In testimony before the House Budget Committee, Bernanke urged Congress to put a priority on finding a sustainable level of federal spending over coming decades.

But, he said, they also must “take care not to unnecessarily impede the current economic recovery.” Supporting growth now, he said, “will lead to lower deficits and debt in coming years.”

Bernanke’s comments reflect the heightening concern among lawmakers and on the presidential campaign trail about how to keep the economic recovery on track while trying to rein in the federal debt in the long term. A report this week from the Congressional Budget Office laid bare the consequences if the government moved forward with plans to raise some taxes while slashing funding.

The CBO said that unless Congress takes new action, most Americans will face higher taxes next year while federal agencies and the Defense Department will both suffer deep spending cuts. Those measures would be a big step forward toward taming the nation’s debt. But they would also trigger a very troubling jump in unemployment from 8.5 percent to 8.9 percent by next fall and to 9.2 percent in 2013, according to the CBO.

Bernanke said in his testimony that he was especially concerned about the jobs market, warning that it will take a long time for unemployment to fall back to sustainable levels. A Fed projection last week suggested that the unemployment rate — which stands at 8.5 percent — could still be above 7.5 percent at the end of 2014.

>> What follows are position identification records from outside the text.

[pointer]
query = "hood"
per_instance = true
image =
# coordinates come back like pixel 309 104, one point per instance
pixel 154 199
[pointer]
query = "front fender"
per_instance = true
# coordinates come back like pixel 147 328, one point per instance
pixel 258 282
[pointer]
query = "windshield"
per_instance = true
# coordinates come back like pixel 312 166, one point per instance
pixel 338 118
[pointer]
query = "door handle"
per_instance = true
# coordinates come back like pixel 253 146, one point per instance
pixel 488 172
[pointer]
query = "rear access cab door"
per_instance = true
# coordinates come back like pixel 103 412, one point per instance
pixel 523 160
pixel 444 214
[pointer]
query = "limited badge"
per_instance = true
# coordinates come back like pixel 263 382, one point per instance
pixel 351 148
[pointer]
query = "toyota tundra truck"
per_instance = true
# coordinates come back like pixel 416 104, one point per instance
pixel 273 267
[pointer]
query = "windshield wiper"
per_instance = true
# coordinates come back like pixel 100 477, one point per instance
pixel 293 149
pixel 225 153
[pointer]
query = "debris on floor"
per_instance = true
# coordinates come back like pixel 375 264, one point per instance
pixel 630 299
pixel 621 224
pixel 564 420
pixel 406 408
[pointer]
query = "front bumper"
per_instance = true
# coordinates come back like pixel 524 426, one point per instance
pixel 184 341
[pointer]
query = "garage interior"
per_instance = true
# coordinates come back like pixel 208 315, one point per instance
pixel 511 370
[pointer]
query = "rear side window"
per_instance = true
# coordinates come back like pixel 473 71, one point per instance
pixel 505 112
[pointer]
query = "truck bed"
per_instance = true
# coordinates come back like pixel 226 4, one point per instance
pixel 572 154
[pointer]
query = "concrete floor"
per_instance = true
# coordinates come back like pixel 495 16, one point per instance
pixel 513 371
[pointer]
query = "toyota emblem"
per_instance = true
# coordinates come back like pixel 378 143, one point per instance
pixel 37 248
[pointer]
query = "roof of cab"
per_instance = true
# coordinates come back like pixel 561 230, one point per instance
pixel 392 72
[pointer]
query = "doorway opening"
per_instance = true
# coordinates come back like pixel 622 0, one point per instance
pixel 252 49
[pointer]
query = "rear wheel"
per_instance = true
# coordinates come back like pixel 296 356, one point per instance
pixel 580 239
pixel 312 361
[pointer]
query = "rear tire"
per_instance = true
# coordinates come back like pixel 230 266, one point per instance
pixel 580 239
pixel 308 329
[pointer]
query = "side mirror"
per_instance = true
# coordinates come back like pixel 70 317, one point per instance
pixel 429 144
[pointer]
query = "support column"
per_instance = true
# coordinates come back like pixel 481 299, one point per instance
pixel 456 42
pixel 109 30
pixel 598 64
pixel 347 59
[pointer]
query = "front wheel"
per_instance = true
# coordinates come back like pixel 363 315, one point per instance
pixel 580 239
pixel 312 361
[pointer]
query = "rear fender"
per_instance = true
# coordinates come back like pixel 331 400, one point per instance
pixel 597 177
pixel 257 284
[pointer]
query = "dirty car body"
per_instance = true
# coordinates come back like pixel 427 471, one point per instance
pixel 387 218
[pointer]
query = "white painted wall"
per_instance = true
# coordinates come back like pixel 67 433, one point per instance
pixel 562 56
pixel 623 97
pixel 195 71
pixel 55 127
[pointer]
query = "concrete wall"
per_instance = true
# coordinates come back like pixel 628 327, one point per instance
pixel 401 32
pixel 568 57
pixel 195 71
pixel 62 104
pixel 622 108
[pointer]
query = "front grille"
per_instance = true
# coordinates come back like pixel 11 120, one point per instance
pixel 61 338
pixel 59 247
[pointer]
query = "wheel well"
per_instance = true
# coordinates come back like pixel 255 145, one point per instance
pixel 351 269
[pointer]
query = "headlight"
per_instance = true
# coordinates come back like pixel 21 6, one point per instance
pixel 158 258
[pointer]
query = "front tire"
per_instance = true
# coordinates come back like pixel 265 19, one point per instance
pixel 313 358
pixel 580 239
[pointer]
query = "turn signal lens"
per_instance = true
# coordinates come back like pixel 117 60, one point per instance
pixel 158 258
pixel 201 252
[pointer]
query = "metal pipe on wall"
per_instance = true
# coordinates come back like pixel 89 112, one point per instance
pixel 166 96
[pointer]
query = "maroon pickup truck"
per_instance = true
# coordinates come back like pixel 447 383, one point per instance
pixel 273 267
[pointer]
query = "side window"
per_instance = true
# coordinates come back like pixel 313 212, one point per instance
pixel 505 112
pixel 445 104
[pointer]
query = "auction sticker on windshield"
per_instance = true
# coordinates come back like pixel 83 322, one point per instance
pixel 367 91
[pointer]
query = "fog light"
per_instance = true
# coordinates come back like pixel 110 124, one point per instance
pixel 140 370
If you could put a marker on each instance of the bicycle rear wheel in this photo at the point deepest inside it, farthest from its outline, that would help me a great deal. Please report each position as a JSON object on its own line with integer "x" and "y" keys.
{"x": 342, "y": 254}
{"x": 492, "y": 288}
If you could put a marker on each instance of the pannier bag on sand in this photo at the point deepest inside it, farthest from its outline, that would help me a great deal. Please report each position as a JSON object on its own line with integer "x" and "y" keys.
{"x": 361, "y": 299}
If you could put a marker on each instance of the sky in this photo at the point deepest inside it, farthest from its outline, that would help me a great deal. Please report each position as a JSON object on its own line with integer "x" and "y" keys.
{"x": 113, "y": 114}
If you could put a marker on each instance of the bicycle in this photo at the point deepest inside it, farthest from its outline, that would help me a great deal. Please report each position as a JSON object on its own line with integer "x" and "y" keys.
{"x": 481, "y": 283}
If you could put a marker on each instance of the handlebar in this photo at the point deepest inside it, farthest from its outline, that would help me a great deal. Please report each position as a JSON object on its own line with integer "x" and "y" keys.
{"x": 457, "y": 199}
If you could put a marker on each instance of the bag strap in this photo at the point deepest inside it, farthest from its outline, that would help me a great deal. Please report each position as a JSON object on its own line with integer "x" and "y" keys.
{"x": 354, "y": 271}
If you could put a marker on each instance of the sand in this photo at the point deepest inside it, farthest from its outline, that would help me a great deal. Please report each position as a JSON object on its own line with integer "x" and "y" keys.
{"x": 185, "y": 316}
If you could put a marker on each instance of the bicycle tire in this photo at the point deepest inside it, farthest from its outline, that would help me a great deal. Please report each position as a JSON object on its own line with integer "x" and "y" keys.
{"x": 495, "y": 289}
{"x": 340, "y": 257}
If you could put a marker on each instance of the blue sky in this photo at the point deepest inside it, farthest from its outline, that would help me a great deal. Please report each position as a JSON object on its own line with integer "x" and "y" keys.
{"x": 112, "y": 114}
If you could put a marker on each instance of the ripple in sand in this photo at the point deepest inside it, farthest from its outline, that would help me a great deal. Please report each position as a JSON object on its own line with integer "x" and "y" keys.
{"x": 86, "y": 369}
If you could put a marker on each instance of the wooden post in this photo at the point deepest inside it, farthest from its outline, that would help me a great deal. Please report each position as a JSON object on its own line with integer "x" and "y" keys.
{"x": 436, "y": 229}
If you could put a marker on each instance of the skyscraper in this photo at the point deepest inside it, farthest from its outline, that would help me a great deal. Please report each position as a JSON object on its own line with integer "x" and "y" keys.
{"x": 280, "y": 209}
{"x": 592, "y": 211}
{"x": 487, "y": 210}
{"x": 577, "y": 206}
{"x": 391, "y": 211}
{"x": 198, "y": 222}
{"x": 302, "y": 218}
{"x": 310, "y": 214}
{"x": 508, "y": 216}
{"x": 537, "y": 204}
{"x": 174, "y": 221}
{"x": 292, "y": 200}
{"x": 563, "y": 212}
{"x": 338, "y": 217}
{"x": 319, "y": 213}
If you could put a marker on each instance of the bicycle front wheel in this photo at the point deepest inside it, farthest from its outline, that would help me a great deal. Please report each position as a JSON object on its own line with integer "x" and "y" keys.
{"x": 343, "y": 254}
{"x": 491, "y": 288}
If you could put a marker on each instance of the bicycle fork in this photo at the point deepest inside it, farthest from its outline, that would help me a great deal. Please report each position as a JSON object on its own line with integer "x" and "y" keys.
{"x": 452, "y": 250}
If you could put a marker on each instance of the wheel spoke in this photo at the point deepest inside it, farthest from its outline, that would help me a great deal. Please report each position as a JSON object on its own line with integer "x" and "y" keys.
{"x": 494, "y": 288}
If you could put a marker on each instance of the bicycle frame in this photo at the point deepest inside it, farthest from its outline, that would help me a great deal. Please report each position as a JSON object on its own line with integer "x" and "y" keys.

“Particularly troubling is the unusually high level of long-term unemployment: More than 40 percent of the unemployed have been jobless for more than six months, roughly double the fraction during the economic expansion of the previous decade,” Bernanke told the committee members.

Republicans at the hearing questioned the Fed under Bernanke’s leadership had gone too far to reduce the unemployment rate at the risk of sparking inflation by keeping interest rates near zero.

“This is not because unemployment is a lesser concern, far from it. It is because the Fed’s tools for promoting employment are limited, imprecise and can have highly undesirable unintended consequences,” said House Budget Committee Chairman Paul Ryan (R-Wis.) “By contrast, the Fed is uniquely positioned to protect the currency, the value of our money.”

Bernanke replied that the Fed was not abandoning its mandate to keep prices stable. “We agree that low inflation -- low, stable inflation — is good for the economy, and it’s good for growth,” he said. “Inflation currently looks to be very well controlled. Our expectation is inflation will be below target over the next couple of years.”

Bernanke otherwise said that despite the weak outlook for employment in coming years, more recent data has been positive.

“Fortunately, over the past few months, indicators of spending, production, and job-market activity have shown some signs of improvement,” Bernanke said. “The outlook remains uncertain, however, and close monitoring of economic developments will remain necessary.”

The Bureau of Labor Statistics will release its monthly unemployment figures for January on Friday morning.